If you’re looking to go into an IVA, then you’ll need to understand the application process and what happens along the way. In this article we take a step-by-step look at what to expect and what your insolvency practitioner will be taking on board for you.
Step 1: The first step towards entering into an IVA is to seek IVA advice from an independent, regulated insolvency practitioner. Before you attend your initial consultation, you’ll most likely be asked to draft a full list of your income and outgoings. This is a vital part of the process as it will enable your chosen advisor to determine what your disposable income is, since this will be the basis of your monthly repayment should your creditors choose to accept your proposal.
Step 2: At the initial consultation (which is usually free of charge), your advisor will talk you through the application process and start to put your proposal together. Remember this is the ideal opportunity to ask as many questions as you need to, and your advisor will help you to understand what’s involved. Entering into an IVA is an important decision so never feel as though it’s something you need to rush into – it’s best to take your time, ask as many questions as you like and then consider whether it’s the right decision for you. Also ensure that you’re absolutely clear on what the IVA will cost and how much of your monthly repayment will be paid in respect of fees.
Step 3: Once you’ve decided to enter into an IVA then your insolvency practitioner will prepare the application for you.
Step 4: Your IVA proposal will be drafted for presentation to your creditors. It usually takes around 2-3 weeks for your application to reach the point where your creditors are notified of the proposal.

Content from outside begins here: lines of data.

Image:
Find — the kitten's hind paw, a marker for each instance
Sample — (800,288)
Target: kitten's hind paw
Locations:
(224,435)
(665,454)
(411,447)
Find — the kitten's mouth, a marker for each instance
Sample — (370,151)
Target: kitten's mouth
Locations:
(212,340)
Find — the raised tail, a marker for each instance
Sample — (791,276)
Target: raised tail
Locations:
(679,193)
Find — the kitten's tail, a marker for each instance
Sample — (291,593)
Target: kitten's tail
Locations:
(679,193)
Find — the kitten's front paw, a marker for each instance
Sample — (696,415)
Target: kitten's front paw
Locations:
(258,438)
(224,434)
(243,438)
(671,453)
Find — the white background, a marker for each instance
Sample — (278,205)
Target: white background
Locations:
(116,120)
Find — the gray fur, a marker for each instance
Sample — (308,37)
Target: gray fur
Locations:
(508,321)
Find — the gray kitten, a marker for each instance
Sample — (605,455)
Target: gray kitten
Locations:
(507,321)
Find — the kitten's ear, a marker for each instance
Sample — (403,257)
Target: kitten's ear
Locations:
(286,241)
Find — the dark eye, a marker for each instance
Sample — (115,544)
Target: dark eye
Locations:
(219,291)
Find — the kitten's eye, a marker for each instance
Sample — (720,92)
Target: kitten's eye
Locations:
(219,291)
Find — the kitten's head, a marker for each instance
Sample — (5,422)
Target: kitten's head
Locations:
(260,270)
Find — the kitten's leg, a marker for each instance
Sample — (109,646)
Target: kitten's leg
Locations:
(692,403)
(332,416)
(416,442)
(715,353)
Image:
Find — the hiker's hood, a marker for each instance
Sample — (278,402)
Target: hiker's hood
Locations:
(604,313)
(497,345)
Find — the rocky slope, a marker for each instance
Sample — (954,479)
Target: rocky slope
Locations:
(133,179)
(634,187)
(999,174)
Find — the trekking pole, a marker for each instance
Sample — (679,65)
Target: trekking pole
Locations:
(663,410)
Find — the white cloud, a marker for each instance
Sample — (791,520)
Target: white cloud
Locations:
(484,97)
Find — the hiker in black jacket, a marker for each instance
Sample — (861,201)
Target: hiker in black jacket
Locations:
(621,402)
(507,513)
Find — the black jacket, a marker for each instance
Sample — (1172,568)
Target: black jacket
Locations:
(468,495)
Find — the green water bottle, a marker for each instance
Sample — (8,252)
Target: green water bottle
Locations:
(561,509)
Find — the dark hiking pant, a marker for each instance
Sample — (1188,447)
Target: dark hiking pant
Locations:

Step 5: A creditors’ meeting will be arranged. All creditors must be given at least 14 days’ notice of the creditors’ meeting and in order for your application to be successful, at least 75% (or more) of your creditors will have to accept your proposal. For this reason, it’s important that your proposal is as realistic as possible. However, there has to be a fine balance. On the one hand, you need to demonstrate you can commit to the proposed monthly repayment and on the other hand, it needs to be sufficient enough for your creditors to accept it. If they don’t, then you might have to consider other debt management solutions, such as bankruptcy. That said, you should bear in mind that most creditors would prefer to get something back, rather than nothing at all, so don’t be deterred by this part of the process. Your insolvency practitioner will also be able to guide you and give you more bespoke advice according to your personal circumstances.
Step 6: If your proposal is accepted then all creditors will be legally bound by the IVA and you simply need to maintain your monthly repayments.